MENÜ

Özlenen Milli Takım...

Abone Ol Google News
Haberin Devamı

Kaybettik’ diyebilir miyiz şu maç için?

Haksızlık olur.

Son çeyrek dışında Rüya Takım’a turnuvanın ilk şokunu yaşattık. Dünya Kupası’nın en düşük yaş ortamalasına sahip takımı (24.25) olan ABD adına da, bizim adımıza da hayırlı bir maç oldu.

-Bizim açımızdan bakılacak olursa;

Güçlükle kazanabildiğimiz Yeni Zelanda maçında hırpalanan özgüvenimizi, NBA yıldızlarıyla dolu bir kadroya karşı üç çeyrek başa baş oynayışımızla geri kazandık.
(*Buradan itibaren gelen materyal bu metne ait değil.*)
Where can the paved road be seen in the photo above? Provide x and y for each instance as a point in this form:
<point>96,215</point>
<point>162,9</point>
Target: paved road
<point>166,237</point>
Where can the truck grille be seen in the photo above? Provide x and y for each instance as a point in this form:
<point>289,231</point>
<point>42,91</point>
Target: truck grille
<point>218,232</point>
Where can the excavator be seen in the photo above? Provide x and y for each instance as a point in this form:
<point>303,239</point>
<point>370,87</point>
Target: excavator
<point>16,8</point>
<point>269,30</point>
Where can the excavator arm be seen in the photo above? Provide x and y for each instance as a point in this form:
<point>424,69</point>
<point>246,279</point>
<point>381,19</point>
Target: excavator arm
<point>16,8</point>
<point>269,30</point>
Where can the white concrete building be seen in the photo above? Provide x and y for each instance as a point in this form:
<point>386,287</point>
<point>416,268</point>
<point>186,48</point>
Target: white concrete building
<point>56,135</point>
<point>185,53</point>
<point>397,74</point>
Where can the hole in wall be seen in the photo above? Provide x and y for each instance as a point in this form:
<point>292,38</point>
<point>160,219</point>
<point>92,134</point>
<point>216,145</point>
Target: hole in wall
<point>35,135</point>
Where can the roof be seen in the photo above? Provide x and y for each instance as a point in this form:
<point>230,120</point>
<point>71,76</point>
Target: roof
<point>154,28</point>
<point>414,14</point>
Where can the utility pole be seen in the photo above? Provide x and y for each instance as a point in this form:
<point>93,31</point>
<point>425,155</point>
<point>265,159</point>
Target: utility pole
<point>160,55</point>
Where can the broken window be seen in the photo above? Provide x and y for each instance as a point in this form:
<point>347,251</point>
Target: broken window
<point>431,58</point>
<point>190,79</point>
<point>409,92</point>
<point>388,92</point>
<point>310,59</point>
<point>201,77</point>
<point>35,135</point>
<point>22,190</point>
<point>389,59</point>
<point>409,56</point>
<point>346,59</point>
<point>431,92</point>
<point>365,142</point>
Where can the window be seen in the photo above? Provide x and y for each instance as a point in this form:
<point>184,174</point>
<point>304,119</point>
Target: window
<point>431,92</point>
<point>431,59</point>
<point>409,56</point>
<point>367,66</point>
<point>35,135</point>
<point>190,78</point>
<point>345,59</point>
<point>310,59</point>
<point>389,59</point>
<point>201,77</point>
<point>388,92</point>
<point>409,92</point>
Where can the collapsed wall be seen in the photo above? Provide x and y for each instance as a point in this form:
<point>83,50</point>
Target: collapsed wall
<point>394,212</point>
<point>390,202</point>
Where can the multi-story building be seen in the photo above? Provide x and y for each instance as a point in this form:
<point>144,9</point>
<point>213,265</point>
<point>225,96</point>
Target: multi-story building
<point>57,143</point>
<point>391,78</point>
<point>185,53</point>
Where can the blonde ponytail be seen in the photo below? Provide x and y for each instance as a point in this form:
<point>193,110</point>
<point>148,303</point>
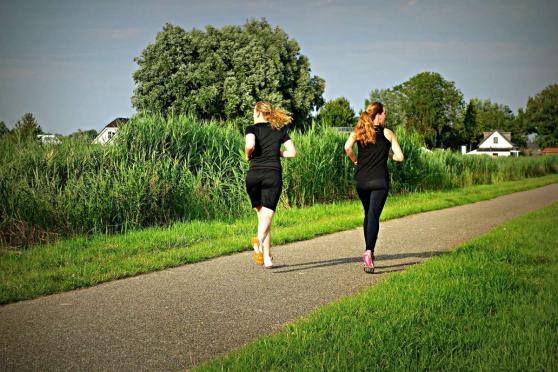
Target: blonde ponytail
<point>277,117</point>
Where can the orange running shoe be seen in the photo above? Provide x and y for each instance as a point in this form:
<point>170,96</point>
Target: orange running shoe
<point>258,254</point>
<point>368,262</point>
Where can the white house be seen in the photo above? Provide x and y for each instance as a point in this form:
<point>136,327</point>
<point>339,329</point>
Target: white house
<point>495,143</point>
<point>109,131</point>
<point>48,139</point>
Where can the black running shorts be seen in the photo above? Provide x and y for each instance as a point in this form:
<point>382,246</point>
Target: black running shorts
<point>264,187</point>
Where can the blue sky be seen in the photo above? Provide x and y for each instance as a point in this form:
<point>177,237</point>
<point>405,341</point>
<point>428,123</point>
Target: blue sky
<point>70,63</point>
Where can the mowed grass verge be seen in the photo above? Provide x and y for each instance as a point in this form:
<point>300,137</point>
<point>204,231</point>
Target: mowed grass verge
<point>492,304</point>
<point>86,261</point>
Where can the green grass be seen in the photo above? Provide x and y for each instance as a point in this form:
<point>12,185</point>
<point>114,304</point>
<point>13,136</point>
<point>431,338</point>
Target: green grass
<point>82,262</point>
<point>490,305</point>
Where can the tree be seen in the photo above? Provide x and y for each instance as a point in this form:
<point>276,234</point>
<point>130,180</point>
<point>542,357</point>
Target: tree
<point>222,73</point>
<point>432,106</point>
<point>542,115</point>
<point>337,113</point>
<point>27,127</point>
<point>393,104</point>
<point>4,129</point>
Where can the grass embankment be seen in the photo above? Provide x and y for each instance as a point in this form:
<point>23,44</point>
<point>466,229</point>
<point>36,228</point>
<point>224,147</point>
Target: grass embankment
<point>492,304</point>
<point>82,262</point>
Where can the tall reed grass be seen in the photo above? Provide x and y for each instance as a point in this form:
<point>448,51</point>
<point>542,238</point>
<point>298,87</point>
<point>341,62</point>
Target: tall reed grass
<point>161,170</point>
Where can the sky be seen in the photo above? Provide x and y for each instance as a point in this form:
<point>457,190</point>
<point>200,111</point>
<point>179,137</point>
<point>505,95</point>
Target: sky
<point>70,63</point>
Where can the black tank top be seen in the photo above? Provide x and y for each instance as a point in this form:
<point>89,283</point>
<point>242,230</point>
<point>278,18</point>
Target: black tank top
<point>372,160</point>
<point>268,144</point>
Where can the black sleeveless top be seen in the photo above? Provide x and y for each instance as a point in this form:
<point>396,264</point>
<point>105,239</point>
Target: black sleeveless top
<point>372,160</point>
<point>268,145</point>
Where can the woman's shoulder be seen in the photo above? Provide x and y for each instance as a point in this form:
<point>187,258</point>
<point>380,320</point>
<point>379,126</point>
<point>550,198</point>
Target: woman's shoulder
<point>388,133</point>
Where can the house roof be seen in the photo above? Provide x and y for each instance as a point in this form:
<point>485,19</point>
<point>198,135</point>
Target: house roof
<point>501,133</point>
<point>490,149</point>
<point>117,122</point>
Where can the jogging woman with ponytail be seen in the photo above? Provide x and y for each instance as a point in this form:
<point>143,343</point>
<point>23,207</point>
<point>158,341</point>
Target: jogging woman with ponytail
<point>372,176</point>
<point>264,179</point>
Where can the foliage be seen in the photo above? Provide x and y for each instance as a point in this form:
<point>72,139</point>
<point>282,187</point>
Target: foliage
<point>85,261</point>
<point>221,73</point>
<point>542,114</point>
<point>161,170</point>
<point>27,128</point>
<point>432,106</point>
<point>337,113</point>
<point>4,129</point>
<point>393,105</point>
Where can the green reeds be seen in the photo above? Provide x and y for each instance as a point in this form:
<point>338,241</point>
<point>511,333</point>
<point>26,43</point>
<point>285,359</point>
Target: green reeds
<point>160,170</point>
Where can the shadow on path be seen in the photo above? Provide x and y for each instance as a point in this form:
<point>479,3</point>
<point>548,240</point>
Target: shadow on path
<point>348,260</point>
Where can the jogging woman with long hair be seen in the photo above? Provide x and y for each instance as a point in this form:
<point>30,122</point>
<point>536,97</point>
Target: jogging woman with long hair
<point>264,179</point>
<point>372,177</point>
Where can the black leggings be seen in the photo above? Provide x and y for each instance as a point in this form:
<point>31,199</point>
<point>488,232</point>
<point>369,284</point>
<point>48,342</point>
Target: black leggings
<point>373,201</point>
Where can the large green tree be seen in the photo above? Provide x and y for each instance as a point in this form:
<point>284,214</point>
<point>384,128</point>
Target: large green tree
<point>432,106</point>
<point>542,115</point>
<point>393,105</point>
<point>337,113</point>
<point>222,73</point>
<point>27,127</point>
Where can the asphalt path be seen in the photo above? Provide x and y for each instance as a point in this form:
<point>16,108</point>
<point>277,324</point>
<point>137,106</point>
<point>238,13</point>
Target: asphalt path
<point>176,318</point>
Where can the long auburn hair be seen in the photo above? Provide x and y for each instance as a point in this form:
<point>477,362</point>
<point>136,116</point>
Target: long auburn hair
<point>364,130</point>
<point>277,117</point>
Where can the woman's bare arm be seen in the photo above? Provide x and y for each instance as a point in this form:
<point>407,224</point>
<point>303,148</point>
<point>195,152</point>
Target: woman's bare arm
<point>397,153</point>
<point>291,150</point>
<point>250,145</point>
<point>349,148</point>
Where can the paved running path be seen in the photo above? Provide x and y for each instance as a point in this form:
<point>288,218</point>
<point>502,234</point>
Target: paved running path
<point>173,319</point>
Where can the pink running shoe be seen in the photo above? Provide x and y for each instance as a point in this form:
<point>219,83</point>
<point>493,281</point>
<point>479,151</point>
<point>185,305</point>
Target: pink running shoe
<point>368,262</point>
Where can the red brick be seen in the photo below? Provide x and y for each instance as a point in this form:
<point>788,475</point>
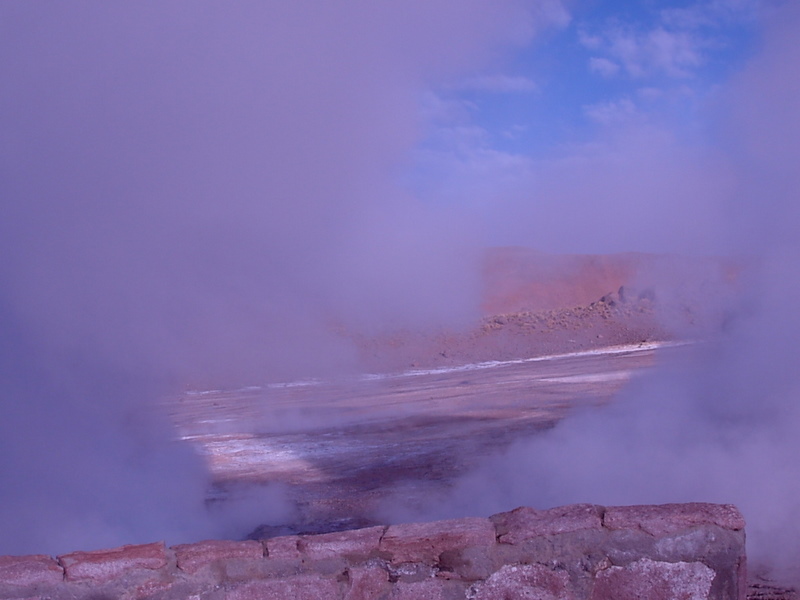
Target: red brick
<point>432,589</point>
<point>193,557</point>
<point>35,569</point>
<point>301,587</point>
<point>666,519</point>
<point>646,579</point>
<point>357,542</point>
<point>106,565</point>
<point>367,583</point>
<point>526,523</point>
<point>283,547</point>
<point>424,542</point>
<point>518,582</point>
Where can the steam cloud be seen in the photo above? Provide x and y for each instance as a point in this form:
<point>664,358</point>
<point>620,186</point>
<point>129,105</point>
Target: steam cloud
<point>199,192</point>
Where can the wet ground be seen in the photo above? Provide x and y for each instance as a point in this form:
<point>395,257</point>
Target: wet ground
<point>341,447</point>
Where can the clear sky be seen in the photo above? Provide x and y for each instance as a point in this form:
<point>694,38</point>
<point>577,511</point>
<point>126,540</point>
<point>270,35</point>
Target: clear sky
<point>593,80</point>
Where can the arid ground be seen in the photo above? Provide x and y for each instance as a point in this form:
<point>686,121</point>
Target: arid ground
<point>558,332</point>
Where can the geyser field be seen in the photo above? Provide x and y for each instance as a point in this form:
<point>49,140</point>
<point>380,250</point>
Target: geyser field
<point>305,265</point>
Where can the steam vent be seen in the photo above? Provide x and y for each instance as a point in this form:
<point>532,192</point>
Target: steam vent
<point>579,552</point>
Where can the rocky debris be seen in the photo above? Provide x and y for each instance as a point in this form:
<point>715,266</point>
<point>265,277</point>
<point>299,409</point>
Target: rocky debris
<point>100,566</point>
<point>646,579</point>
<point>191,558</point>
<point>579,552</point>
<point>30,570</point>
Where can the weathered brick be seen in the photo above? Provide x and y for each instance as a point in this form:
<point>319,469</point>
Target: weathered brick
<point>424,542</point>
<point>646,579</point>
<point>101,566</point>
<point>526,523</point>
<point>193,557</point>
<point>300,587</point>
<point>432,589</point>
<point>35,569</point>
<point>354,543</point>
<point>520,582</point>
<point>666,519</point>
<point>367,583</point>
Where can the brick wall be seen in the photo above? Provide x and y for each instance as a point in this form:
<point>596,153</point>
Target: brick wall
<point>578,552</point>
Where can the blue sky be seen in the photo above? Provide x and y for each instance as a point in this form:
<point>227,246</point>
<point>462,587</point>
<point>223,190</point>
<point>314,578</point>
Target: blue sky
<point>601,63</point>
<point>542,130</point>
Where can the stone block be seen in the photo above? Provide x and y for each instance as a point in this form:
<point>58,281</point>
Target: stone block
<point>285,547</point>
<point>357,543</point>
<point>646,579</point>
<point>424,542</point>
<point>524,582</point>
<point>100,566</point>
<point>666,519</point>
<point>367,583</point>
<point>432,589</point>
<point>300,587</point>
<point>526,523</point>
<point>193,557</point>
<point>468,564</point>
<point>35,569</point>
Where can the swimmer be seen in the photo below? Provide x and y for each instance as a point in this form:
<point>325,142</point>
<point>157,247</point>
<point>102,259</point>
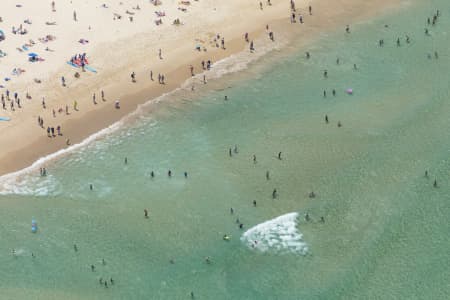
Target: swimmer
<point>307,217</point>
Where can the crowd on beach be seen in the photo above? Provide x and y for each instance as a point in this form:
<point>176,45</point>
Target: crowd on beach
<point>205,65</point>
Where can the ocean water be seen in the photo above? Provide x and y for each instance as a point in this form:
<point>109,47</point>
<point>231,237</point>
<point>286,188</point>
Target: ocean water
<point>385,228</point>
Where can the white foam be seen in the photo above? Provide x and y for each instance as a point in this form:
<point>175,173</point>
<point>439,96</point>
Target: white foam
<point>18,182</point>
<point>278,235</point>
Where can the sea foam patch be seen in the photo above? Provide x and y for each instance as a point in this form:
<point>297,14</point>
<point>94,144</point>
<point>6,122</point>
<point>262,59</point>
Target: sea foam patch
<point>279,235</point>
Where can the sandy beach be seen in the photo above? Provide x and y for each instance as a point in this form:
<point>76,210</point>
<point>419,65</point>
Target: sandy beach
<point>120,39</point>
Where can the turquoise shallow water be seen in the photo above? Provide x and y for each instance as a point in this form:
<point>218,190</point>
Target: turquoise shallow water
<point>386,230</point>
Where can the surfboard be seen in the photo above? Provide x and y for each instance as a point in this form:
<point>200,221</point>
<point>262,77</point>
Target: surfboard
<point>89,68</point>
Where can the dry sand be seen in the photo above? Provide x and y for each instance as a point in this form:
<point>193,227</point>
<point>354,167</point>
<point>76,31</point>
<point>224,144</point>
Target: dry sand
<point>118,47</point>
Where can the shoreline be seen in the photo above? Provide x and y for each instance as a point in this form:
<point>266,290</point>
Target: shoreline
<point>102,117</point>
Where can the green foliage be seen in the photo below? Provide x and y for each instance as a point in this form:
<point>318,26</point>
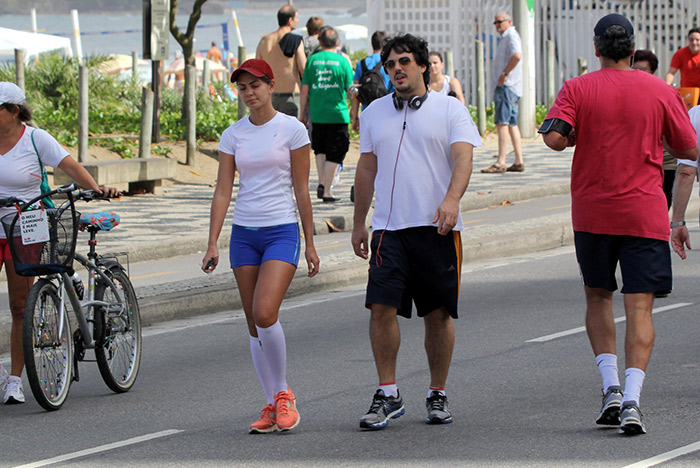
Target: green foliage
<point>114,105</point>
<point>162,151</point>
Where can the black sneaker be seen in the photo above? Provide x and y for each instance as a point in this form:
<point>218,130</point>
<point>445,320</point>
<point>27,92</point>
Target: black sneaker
<point>383,408</point>
<point>437,409</point>
<point>631,419</point>
<point>609,414</point>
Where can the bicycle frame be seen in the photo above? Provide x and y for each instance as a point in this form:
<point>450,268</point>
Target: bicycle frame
<point>83,311</point>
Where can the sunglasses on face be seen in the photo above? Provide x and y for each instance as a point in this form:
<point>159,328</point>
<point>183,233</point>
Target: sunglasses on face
<point>403,61</point>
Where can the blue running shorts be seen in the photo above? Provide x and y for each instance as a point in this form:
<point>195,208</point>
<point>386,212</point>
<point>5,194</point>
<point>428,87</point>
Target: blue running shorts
<point>256,245</point>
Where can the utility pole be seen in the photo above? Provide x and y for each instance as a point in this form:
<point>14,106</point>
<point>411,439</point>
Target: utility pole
<point>524,20</point>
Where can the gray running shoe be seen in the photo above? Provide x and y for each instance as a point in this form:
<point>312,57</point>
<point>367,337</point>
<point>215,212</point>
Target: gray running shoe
<point>437,409</point>
<point>609,414</point>
<point>631,419</point>
<point>382,409</point>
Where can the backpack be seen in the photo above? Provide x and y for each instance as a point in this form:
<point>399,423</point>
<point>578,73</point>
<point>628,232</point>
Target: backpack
<point>45,188</point>
<point>371,84</point>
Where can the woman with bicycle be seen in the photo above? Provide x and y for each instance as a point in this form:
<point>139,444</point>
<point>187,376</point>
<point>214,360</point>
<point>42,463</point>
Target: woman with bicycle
<point>270,151</point>
<point>24,151</point>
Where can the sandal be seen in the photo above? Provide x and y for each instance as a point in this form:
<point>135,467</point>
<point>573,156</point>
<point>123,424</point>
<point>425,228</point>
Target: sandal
<point>494,168</point>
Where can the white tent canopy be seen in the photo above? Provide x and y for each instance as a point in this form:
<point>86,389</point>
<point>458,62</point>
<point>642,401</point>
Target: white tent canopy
<point>33,43</point>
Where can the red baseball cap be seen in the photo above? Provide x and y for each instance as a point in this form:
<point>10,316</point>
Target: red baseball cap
<point>256,67</point>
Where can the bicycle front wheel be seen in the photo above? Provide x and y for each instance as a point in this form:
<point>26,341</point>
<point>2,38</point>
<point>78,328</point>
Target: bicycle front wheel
<point>118,332</point>
<point>48,346</point>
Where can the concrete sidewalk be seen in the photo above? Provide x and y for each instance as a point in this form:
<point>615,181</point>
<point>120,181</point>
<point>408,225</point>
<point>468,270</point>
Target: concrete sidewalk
<point>175,220</point>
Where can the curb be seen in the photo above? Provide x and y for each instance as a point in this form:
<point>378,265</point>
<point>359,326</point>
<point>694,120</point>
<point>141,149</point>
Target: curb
<point>217,294</point>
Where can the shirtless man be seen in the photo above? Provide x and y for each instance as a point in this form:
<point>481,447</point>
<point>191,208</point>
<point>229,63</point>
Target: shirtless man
<point>284,52</point>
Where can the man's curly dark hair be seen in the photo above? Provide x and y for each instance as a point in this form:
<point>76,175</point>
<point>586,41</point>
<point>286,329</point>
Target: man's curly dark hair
<point>615,44</point>
<point>409,43</point>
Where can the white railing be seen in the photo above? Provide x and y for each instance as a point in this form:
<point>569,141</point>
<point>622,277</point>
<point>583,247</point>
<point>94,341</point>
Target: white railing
<point>660,25</point>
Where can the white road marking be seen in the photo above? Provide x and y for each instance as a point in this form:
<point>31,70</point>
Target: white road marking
<point>664,457</point>
<point>573,331</point>
<point>101,448</point>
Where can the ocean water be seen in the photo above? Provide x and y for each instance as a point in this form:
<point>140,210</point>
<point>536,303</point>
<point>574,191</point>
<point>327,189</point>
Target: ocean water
<point>253,25</point>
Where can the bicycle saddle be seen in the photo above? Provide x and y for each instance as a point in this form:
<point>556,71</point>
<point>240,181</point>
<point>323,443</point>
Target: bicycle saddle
<point>102,221</point>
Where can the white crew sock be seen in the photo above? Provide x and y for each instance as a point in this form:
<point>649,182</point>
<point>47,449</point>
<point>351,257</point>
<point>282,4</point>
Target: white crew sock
<point>274,348</point>
<point>262,369</point>
<point>634,379</point>
<point>389,389</point>
<point>607,365</point>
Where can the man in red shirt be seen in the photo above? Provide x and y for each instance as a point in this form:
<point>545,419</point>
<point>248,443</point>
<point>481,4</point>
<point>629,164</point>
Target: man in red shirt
<point>687,60</point>
<point>616,117</point>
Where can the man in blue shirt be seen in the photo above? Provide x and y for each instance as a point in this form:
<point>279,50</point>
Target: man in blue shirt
<point>370,62</point>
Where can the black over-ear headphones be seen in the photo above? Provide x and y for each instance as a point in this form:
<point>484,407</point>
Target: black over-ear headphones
<point>414,102</point>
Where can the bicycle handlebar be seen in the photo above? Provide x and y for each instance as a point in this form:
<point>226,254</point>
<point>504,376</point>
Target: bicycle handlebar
<point>70,189</point>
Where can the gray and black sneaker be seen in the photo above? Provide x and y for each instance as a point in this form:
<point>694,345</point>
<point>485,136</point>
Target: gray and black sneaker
<point>382,409</point>
<point>437,409</point>
<point>609,414</point>
<point>631,419</point>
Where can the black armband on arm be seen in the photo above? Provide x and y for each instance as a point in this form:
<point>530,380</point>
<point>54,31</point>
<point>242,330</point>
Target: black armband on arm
<point>555,125</point>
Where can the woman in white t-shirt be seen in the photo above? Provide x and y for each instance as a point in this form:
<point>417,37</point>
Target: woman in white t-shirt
<point>270,151</point>
<point>442,83</point>
<point>21,147</point>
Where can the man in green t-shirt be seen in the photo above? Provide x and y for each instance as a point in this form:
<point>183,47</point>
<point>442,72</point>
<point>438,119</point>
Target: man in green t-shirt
<point>327,77</point>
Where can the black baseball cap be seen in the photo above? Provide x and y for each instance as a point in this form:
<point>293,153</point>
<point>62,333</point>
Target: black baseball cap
<point>610,20</point>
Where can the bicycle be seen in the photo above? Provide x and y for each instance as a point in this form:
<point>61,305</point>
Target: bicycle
<point>42,242</point>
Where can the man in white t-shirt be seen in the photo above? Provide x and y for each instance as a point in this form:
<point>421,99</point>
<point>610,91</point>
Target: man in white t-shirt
<point>686,173</point>
<point>416,155</point>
Böyle bir kadroyu hatrı sayılır bir süre boyunca hakemle tartışır, onlara itiraz eder hale getirmek, Coach K gibi bir basketbol dehasını molaya zorlamak, her babayiğidin harcı değil.

Bu açıdan her şeyin öncesinde bir ‘helal olsun’u hak etti 12 Dev Adam. Uzun zaman sonra, A Milli Takım’ı ‘taş gibi’ basketbol oynarken izledik. Bu manzarayı görmeyeli uzun zaman olmuştu. O günleri hatırlamaya hiç niyetimiz yok.

Nihayet ismimizin, FIBA sıralamamızın hakkını veren bir basketbol oynadık. Bu böyle devam etsin, bir önceki yazımda da dediğim gibi; ‘Yeniden şarkılar söyleyelim.’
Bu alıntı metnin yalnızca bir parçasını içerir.